JULIE S. GRAHAM’S PAINTED CONSTRUCTIONS
by Franklin W. Liu
All categories of art and architecture have a common bond of union as if connected by blood relationship; this familial dialogue completes what nature cannot emulate. Julie S. Graham’s formal journey in art began with painting she is now resolutely drawn to re-examine the rich, textural language of vernacular architecture. She calls her artwork, “Painted Constructions.”
Her mixed-media construction with pigment on different sizes and shapes of cut wood pieces is a lyrical composite. While reaffirming architectural configurations, one plane may be singled out for a sharp angle-cut at the bottom edge, as trompe l’oeil affects perception and the plane appears to rotate on axis.
Graham appreciates the fact that elements of vernacular architecture weather with time. The impact of this seasonal passage is an enduring testimony to human sub-rosa activity past hinged to present. Art and nature are not at variance with one another.
In her Kingston Gallery solo show, approximately 12 works are scheduled for exhibit. These painted-constructions negate the vocabulary of assemblage typically infused with found objects enmeshed in a sundry of materials. Graham’s artworks have a purposeful clarity and simplicity that is a tribute to eminent architect Mies Van Der Rohe’s famous aphorism: “Less is More.” The colors she uses are generally subdued, soft and appealing, an allusion to the range of colors one finds in indigenous, vernacular architecture in concert with the forces of nature.

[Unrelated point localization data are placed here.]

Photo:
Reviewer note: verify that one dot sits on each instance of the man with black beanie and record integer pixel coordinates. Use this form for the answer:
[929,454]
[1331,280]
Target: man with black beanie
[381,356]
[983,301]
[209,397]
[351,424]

In a collection of work, Graham meticulously works and reworks each piece without feeling the need to adhere to even her own vocabulary; one rectilinear piece may have the inclusion of a square of frosted glass, and it is unlikely that it would appear again in the rest of the collection. Another piece may have a long wire rising up from painted woodblocks adding fluidity; the appealing contrast of fluidity versus rigidity is a central concept, yet she is not held prisoner by her own language as she eschews haphazard repetition.